2) “Working together” starts to mean telling, not listening – This is a trap in any relationship and can be a death knell for a software business. No one really likes to be told what to do. Developers like it even less when you tell them how to do their job. The crash comes when the developers are no longer heard, as they stop speaking up and do exactly what they are told to do (all while looking for another job). While there is a belief this may be a good thing (about time they did what I said), truth be told, they have insights that have value and when heard, tend to understand where the other perspective is coming from and discover creative solutions that address more needs.
3) Playing the blame game – In business, and especially in the software business, things go wrong. The key is failing early and often, catching the failure sooner, and being able to pivot/course correct before it becomes an issue. Blaming the development team when they deliver what they understood the ask to be is a breakdown in communication … it takes two here … and both need to be asking questions, reading back what they understood, and taking responsibility and accountability for their part in the misunderstanding. Discovering where some of the miscommunication is occurring is a critical success factor. Bringing iterative frameworks and transparent communication to the teams will ease some of these problems as well.

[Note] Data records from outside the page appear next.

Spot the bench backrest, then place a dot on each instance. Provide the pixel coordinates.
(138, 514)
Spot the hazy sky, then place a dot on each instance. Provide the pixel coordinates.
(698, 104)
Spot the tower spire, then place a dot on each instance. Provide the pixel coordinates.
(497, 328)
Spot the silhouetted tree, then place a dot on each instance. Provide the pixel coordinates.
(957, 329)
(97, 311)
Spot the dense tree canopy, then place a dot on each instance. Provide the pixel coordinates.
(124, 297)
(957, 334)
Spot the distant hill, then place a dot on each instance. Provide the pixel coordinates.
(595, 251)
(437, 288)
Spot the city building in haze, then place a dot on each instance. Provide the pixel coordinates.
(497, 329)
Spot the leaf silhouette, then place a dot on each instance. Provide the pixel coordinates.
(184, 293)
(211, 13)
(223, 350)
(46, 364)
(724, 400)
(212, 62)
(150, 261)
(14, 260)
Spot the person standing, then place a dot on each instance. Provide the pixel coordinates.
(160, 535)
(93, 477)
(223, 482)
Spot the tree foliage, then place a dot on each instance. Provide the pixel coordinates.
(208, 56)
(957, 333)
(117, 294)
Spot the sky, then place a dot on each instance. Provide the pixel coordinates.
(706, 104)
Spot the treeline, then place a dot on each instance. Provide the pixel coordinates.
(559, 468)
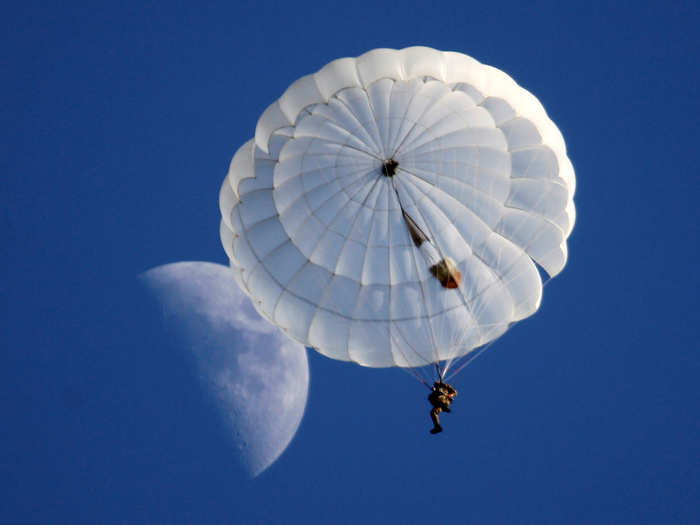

4) Technology/development is a black box which no one else in the company understands – If no one is able to ask the question … no one will like the answers once they are understood. Fear is a powerful motivator. Misunderstanding is its mistress. Anxiety is its muse. If your business is dependent on technology, and you have a black box that is not understood, you are inviting disaster. There should be no black boxes in business. There is no magic to success, growth, and scalability. Sometimes luck is involved, but usually, it is impossibly hard work … especially when it comes to understanding your own weaknesses and believing and trusting in others for success. If you do not take on the black boxes yourself, you have to have someone you have absolute belief, faith, and understanding in (and can instantly forgive any misunderstanding). You also have to be able to reality check your instincts.
5) Cowboys kill culture – cowboys exist in all cultures. The rogue salesperson who promises features will be delivered next quarter that has not been prioritized yet. The genius developer codes all weekend, crashing everyone’s unit tests in an attempt to address a 2% problem discovered while doing routine maintenance. For a startup and very small business, these heroes of the wild west enable amazing progress and push everyone to exceed expectations. As the business grows, these heroes quickly become the enemy, as their methods, while well-intentioned, start to weigh heavy on the rest of the team. The key is to measure intention and have processes and procedures in place to identify these patterns and address them quickly … before the actions sink your business.
Do you recognize any of these 5 behaviors in your company culture right now?
Having a facilitated conversation with your leadership team to determine what principles and practices could help to modify them. Ignoring them will not make them go away.
If you are not on the leadership team at your organization and are experiencing any of these issues, try having a respectful conversation with the person you report to using this as a catalyst for the discussion. Ask if they are noticing the same things you are? Sometimes it takes a moment to raise awareness before things can change. These behaviors did not surface overnight and their solutions will take focus and consistency to return the dividend of a return to higher productivity levels and a more pleasant work environment.